Quei cortei che passavano da Migliarina erano il segno della consapevolezza che la lotta del 1968-1969 curava, in un certo senso, le ferite dell’emigrazione in Germania, Belgio, Svizzera e altrove di un’intera generazione operaia falcidiata dalla discriminazione politica. E vendicava i neri anni Cinquanta.
Certo, nel Sessantotto finiva la generazione della Resistenza e se ne inaugurava una nuova. Erano, ha scritto Guido Crainz, giovani molto diversi dal passato non solo e non tanto per la loro origine sociale ma perché partecipi di una tumultuosa circolazione internazionale di idee, di modelli culturali, di costumi. Si innestano qui forme di “riscoperta” ma in qualche misura anche di “reinvenzione” della politica.
Poi qualcosa di profondo mutò nel movimento. Continua Crainz:
C’è da chiedersi perché gli aspetti più freschi di quella ventata non siano proseguiti poi molto, e soprattutto come mai quell’interrogarsi fecondo su saperi e profili professionali si sia interrotto: travolto anch’esso da una politicizzazione estrema che ridusse i conflitti a vecchi schemi.
Il Sessantotto degli inizi, invece, continuava e innovava, con un linguaggio e una cultura originali, la lotta della generazione della Resistenza. Marcello Montanari, nella relazione al convegno “Il prisma spezzino. Il Sessantotto dalla dimensione locale a quella globale” (25-26 marzo 2022) ha affermato:
Il problema posto dal Sessantotto era la riforma del sistema dei saperi o, detto diversamente, il governo (e la crescita) della democrazia in una società industriale e di massa […] Il problema posto dal Sessantotto non era quello della rivoluzione italiana, ma di una riforma delle istituzioni: dell’allargamento delle basi democratiche dello Stato. Il Sessantotto era il momento conclusivo di un processo di democratizzazione iniziato con la Costituzione. E, se la generazione degli anni Quaranta aveva reinventato la democrazia e la libertà politica, quella degli anni Sessanta mostrava di voler ritrovare la democrazia nella vita quotidiana (nel lavoro come nelle relazioni intersoggettive). […] Se si coglie la complessità di questo orizzonte tematico, si può comprendere, allora, quanto grande sia stata la responsabilità di chi nei partiti di sinistra non seppe comprendere la “posta in giuoco” e di chi nelle organizzazioni minoritarie volle spingere il movimento verso una ideologia rivoluzionaria.
Non aveva ragione Marx quando diceva che le rivoluzioni non traggono la loro poesia dal passato.
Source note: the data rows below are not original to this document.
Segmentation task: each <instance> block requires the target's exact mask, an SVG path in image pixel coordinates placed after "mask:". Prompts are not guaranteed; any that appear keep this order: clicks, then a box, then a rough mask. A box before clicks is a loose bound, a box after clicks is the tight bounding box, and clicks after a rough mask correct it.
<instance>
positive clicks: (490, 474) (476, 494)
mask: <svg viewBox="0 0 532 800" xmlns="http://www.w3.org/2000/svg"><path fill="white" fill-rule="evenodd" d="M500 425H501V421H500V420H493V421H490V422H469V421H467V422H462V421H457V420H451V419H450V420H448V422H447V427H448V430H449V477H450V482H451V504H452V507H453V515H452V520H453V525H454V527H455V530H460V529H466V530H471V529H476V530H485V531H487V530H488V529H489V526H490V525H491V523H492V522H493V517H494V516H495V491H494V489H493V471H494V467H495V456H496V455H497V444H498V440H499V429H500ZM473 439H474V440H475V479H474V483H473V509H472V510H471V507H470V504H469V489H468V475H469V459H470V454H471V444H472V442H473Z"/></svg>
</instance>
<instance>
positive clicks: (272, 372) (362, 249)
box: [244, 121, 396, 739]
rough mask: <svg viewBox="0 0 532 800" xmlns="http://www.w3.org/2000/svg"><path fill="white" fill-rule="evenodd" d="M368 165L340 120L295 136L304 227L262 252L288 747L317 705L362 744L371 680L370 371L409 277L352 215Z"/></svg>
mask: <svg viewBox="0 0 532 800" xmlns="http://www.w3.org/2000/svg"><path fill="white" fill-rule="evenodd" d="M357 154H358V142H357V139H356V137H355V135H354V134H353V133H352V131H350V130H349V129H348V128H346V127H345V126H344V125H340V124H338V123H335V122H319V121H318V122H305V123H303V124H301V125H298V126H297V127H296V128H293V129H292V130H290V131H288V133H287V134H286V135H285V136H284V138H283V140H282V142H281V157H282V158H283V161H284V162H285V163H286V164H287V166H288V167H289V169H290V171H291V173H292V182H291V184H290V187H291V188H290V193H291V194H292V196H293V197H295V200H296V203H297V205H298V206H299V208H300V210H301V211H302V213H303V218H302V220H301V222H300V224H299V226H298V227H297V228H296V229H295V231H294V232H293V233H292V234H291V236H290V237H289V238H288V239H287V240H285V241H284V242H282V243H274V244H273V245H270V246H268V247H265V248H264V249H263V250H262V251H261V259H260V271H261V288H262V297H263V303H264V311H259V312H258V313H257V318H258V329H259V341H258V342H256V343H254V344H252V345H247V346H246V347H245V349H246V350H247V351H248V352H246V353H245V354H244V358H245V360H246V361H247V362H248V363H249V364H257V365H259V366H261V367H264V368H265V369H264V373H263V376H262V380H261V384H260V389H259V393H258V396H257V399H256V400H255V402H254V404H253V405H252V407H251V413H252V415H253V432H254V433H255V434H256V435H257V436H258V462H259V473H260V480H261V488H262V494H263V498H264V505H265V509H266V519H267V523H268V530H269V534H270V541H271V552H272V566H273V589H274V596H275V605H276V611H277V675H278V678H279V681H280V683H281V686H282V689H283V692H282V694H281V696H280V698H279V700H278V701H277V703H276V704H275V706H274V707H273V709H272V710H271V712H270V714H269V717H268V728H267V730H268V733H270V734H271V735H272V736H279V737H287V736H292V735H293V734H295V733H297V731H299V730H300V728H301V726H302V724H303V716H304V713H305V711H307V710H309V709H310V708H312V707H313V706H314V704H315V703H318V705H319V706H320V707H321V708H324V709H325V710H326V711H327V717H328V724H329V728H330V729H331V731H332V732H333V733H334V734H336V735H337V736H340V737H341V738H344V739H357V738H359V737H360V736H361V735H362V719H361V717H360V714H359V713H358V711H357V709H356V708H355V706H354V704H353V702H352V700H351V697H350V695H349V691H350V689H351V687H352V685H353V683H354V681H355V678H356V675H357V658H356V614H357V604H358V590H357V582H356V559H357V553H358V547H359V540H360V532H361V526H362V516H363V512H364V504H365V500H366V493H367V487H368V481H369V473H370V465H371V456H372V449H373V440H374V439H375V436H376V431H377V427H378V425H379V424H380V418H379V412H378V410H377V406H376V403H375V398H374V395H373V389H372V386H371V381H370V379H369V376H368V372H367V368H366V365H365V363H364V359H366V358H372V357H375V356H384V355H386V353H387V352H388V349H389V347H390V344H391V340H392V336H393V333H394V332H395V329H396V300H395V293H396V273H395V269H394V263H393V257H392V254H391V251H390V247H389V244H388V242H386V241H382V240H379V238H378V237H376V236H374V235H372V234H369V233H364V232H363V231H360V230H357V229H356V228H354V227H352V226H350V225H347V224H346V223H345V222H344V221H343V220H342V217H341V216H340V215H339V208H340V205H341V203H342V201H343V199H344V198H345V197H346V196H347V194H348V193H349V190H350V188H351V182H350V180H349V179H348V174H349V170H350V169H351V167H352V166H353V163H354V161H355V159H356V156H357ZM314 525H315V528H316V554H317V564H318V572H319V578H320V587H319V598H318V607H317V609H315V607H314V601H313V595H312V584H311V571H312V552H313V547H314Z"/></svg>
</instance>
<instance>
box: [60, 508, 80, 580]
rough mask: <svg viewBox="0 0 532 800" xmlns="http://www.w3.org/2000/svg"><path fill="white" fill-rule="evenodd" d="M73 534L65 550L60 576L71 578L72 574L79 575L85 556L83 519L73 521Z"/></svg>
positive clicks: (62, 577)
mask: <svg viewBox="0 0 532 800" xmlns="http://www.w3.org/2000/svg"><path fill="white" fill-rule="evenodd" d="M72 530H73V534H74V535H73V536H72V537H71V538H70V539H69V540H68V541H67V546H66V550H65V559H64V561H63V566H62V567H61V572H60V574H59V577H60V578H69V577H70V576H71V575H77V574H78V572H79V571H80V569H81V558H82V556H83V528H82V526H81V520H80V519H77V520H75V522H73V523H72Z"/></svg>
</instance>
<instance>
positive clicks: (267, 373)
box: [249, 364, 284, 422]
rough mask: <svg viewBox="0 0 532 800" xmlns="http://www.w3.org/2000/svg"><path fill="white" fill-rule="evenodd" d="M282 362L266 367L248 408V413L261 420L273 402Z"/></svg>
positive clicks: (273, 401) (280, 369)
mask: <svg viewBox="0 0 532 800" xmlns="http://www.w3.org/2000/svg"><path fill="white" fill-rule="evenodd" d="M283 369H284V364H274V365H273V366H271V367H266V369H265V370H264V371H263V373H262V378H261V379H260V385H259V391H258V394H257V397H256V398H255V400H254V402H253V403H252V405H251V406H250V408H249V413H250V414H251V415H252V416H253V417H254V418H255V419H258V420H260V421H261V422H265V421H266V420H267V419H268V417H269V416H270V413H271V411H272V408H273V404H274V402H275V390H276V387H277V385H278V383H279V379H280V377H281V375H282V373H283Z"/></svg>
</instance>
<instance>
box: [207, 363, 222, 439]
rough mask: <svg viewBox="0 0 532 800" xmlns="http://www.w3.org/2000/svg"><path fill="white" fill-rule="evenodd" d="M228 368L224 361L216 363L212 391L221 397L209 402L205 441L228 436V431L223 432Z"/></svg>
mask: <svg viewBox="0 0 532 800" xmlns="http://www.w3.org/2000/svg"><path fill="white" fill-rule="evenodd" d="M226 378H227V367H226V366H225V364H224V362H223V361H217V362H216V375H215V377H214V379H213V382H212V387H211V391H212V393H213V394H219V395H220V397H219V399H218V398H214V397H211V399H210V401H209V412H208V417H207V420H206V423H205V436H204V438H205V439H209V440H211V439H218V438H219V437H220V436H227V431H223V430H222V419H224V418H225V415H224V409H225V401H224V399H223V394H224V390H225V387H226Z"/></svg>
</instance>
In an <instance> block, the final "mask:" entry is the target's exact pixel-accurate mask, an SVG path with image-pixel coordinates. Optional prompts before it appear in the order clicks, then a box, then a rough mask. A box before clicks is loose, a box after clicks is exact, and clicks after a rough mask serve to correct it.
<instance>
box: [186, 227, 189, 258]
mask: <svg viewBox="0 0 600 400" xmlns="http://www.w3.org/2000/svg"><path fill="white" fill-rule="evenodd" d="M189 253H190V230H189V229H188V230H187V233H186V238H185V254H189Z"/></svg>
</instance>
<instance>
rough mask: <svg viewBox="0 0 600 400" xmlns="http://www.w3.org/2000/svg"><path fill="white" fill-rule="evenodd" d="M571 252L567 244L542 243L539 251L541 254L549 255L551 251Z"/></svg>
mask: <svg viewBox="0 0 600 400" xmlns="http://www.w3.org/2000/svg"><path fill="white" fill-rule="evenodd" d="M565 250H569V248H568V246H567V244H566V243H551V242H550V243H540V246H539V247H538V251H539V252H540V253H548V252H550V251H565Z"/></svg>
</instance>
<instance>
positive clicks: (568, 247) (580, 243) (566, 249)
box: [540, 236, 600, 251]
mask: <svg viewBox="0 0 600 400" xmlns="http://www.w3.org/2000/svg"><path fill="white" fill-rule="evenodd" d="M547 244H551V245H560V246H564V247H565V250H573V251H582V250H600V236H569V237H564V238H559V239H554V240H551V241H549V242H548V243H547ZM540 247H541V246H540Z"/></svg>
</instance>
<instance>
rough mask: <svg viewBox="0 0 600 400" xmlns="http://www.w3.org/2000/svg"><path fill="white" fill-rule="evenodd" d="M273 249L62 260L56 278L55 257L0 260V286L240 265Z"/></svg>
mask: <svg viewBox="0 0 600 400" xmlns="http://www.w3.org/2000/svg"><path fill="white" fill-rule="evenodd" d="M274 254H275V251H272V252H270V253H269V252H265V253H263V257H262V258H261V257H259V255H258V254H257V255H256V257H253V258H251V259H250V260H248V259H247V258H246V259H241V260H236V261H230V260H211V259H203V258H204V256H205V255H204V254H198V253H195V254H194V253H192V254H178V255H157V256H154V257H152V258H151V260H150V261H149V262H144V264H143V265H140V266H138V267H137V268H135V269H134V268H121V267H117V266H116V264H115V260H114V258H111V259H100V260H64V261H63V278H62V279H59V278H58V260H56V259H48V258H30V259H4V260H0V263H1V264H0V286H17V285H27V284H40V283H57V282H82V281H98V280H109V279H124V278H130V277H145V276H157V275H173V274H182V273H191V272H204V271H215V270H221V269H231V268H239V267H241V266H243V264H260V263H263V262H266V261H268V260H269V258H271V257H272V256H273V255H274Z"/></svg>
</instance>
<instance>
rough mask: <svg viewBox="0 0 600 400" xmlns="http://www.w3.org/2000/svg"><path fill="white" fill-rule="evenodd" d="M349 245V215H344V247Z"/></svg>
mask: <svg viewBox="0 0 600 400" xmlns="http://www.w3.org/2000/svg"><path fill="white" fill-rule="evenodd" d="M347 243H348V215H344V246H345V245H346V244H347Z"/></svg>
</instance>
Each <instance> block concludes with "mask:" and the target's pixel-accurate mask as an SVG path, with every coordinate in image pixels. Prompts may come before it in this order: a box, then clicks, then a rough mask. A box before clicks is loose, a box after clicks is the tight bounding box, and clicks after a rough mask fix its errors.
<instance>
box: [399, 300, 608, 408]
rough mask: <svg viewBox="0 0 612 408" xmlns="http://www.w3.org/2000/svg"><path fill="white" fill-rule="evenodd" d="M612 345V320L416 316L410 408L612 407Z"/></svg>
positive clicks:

Aveva ragione invece Walter Beniamin: il loro motore segreto è in un desiderio di redenzione dei vinti, in un appuntamento misterioso tra le generazioni che sono state e la nostra.
Così come ci fu un rapporto tra Resistenza e Sessantotto, oggi dobbiamo vedere il rapporto tra il Sessantotto e noi, dobbiamo cogliere la virtualità generatrice di futuro di alcune idee del Sessantotto, i lasciti che ci sono ancora, come potenzialità attuali.
Non basta “il punto di vista di classe”, perché occorre creare un nuovo “senso comune”, una nuova moralità, un nuovo senso della vita: da qui la centralità della riforma dei saperi, degli apparati dell’egemonia culturale, della riforma intellettuale e morale.
Non basta la conquista del potere dall’alto, perché serve la liberazione della persona, la sua capacità di autodeterminare la propria vita.
Non basta la politica come potenza, perché nella ridefinizione della politica è centrale il problema della nonviolenza.
E’ vero, “andò diversamente”, ma quelle tracce possono tornare in forme nuove e costituiscono una spinta verso quel nuovo umanesimo che stiamo ancora cercando.